Dan satu hal yang membuat Masjid Bir Ali unik dan berbeda dari masjid kebanyakan adalah adanya ratusan toilet yang dimilikinya. Sebab, banyaknya jama'ah yang mandi di masjid ini sebelum memakai pakaian Ihram, tak heran jika masjid ini dilengkapi dengan 512 toilet dan 566 kamar mandi.

Bahkan, beberapa di antaranya dikhususkan untuk jama'ah yang memiliki berkebutuhan khusus (keterbatasan fisik alias cacat). Meski dikenal dengan masjid seribu toilet, seluruh bagian masjid ini, mulai dari daun pintu, karpet, hingga toilet dijamin bersih dan berbau harum. Pasalnya, ada begitu banyak petugas yang diturunkan untuk menjaga kebersihan.

Berdasarkan catatan sejarah, hingga saat ini Masjid Bir Ali telah mengalami beberapa kali renovasi.

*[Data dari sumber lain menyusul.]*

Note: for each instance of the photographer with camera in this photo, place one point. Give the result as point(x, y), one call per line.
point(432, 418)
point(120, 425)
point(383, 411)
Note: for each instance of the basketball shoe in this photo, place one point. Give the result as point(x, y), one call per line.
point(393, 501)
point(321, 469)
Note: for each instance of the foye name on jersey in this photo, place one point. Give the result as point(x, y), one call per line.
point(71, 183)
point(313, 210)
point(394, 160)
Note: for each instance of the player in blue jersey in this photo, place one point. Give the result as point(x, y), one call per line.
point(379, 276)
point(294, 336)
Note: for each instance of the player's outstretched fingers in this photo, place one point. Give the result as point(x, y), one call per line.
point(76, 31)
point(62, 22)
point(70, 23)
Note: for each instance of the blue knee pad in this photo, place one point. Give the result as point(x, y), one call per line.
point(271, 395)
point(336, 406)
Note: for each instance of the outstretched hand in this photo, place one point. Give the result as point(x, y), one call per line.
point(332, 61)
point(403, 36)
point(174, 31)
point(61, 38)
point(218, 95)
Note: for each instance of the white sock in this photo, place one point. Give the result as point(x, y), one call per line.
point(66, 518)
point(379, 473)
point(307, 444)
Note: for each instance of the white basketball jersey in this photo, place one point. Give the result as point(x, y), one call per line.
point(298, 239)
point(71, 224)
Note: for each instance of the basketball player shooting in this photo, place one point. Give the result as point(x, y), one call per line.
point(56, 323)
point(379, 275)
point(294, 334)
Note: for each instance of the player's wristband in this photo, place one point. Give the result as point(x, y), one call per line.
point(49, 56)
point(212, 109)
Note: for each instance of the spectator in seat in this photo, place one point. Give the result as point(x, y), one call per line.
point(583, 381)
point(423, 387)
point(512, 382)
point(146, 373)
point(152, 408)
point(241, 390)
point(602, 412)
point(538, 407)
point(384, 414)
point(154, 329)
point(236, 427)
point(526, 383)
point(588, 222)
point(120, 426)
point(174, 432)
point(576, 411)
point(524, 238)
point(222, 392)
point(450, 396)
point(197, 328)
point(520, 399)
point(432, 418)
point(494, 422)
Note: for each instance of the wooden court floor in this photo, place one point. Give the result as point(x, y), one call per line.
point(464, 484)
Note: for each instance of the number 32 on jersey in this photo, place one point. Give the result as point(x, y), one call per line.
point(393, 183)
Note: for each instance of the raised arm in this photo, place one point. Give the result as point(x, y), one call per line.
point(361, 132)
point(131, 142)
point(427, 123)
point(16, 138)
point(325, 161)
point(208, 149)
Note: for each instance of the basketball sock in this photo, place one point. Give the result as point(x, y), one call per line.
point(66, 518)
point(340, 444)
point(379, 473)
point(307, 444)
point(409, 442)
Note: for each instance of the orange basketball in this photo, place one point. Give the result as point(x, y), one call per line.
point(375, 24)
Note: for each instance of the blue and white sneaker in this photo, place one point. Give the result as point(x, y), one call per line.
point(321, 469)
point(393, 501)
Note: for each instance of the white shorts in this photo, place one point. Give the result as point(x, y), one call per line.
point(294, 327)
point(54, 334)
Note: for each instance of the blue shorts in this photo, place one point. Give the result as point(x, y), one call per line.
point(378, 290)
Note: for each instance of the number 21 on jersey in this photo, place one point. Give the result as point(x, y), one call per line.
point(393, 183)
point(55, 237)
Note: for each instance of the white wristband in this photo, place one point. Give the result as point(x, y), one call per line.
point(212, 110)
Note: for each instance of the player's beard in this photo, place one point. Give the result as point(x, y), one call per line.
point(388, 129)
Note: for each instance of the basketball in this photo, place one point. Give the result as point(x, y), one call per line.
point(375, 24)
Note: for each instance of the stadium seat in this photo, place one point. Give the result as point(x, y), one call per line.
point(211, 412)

Dimulai pada masa pemerintahan Gubernur Madinah Umar bin Abdul Aziz (87 – 93 H), kemudian oleh Zaini Zainuddin Al Istidar pada tahun 861H. Lalu pada zaman Dinasti Turki Usmaniah tahun 1090 H hingga terakhir oleh Raja Abdul Aziz yang memerintah Kerajaan Saudi Arabia dari tahun 1981 sampai 2005 Masehi.

Dan kini, masjid yang semula kecil dan sederhana itu menjelma menjadi bangunan megah dan memesona. Total luas areal Masjid Bir Ali mencapai 9.000 meter persegi yang terbagi menjadi bangunan utama masjid, taman, lapangan parkir, dan paviliun.